Every figure that isn't from the live feed is curated in a per-dashboard data.js file with an asOf field. Curated figures are reviewed on a quarterly cadence (after each earnings print) and on material developments.
AI Workflow
I use AI tools as an analyst force multiplier, not a substitute for judgment. Specific places they're integrated into this library:
- Earnings transcript digestion: LLMs extract guidance language, segment commentary, and management framing changes from each quarterly call. Output is a structured "what changed vs last quarter" delta that I review before updating data.js.
- 10K risk factor synthesis: LLMs map disclosed risks to my existing bear case scenarios. New risk language that doesn't map to a known scenario gets flagged for incorporation.

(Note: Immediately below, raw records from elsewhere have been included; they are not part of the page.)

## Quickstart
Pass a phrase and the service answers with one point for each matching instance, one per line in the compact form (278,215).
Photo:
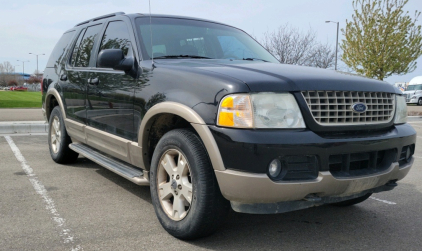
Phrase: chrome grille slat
(330,108)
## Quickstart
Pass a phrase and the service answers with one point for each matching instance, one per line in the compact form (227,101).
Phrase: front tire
(59,140)
(184,190)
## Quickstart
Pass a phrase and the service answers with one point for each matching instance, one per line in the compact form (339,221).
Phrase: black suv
(205,116)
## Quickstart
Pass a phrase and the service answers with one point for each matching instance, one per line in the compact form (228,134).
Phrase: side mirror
(114,58)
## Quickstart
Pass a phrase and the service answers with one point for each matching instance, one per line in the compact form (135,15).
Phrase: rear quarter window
(59,50)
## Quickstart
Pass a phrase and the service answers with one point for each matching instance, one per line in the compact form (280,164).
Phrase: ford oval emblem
(359,107)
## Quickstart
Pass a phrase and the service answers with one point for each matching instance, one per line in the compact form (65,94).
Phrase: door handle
(93,81)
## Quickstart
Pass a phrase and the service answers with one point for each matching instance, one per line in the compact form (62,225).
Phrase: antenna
(150,30)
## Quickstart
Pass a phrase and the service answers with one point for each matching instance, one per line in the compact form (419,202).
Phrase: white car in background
(414,91)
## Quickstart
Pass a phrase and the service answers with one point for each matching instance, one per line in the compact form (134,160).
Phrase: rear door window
(85,48)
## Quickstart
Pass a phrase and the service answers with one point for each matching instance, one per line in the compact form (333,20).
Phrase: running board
(117,166)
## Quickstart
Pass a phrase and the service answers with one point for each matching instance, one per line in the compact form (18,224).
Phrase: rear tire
(184,190)
(59,140)
(352,202)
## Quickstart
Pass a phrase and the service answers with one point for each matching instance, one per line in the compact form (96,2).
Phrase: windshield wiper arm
(182,56)
(253,59)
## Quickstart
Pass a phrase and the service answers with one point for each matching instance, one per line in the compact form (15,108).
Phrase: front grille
(331,108)
(360,164)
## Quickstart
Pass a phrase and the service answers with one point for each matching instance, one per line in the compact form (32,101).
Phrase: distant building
(19,75)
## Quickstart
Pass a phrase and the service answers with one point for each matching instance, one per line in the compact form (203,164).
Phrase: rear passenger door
(76,73)
(111,92)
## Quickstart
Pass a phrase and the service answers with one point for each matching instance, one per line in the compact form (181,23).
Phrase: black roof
(134,15)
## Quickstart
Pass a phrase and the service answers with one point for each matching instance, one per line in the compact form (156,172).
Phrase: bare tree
(6,72)
(291,46)
(322,56)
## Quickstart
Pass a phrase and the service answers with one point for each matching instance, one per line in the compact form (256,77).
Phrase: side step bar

- Cross dashboard "Ask the Thesis" widget: embedded directly in dashboards. The user describes a scenario in natural language; the model returns a structured impact analysis against the dashboard's existing thesis and PT math. Implemented as a Cloudflare Worker proxy holding the Anthropic API key server side (same architecture as the live quote feed).
- Document QA across filings: embeddings based search over the corpus of 10Ks and transcripts I'm tracking, used during model updates to find specific past disclosures.
What I deliberately do not use AI for: the rating decision, the price target, and the scenario probability weights. Those are author judgements. The AI tools accelerate the inputs to those decisions; they don't make the decisions.
Update Cadence
- Quarterly: after each earnings print, the affected dashboard's
data.jsis refreshed with reported figures and guidance. Scenarios are stress tested against the new data. PT is updated if the print materially changes the model inputs. - On material developments: guidance preannouncements, M&A, major customer wins/losses, regulatory actions. These trigger an out of cycle refresh.
- Live (intraday): price derived ribbon values (last, YTD, market cap, forward P/E) automatically update from the live quote feed on each page load.
The "Data as of" stamp on each dashboard, and on every hub card, carries a colored freshness badge so a reader can see at a glance how current the underlying snapshot is:
- Fresh: snapshot is less than 30 days old. Within the current reporting cadence; figures are the latest reviewed.
- Aging: 30 to 90 days. Pre next earnings window; still reliable but flagged for upcoming refresh.
- Stale: more than 90 days. Beyond one fiscal quarter; verify against the latest filing before relying on any figure.
Live price driven values (last trade, YTD %, market cap, forward P/E) are independent of this badge, they refresh on every page load via the quote feed. The badge applies only to curated, point in time figures.
Disclaimers
Not investment advice. The research in this library is the author's personal analytical work, prepared for portfolio and educational purposes. Nothing in it constitutes a recommendation to buy, sell, or hold any security. Past performance does not predict future results; forward looking statements are subject to material risk and uncertainty.
All third party trademarks, company names, and product names referenced in the library are the property of their respective owners. The author has no affiliation with any company covered unless explicitly disclosed within a specific dashboard.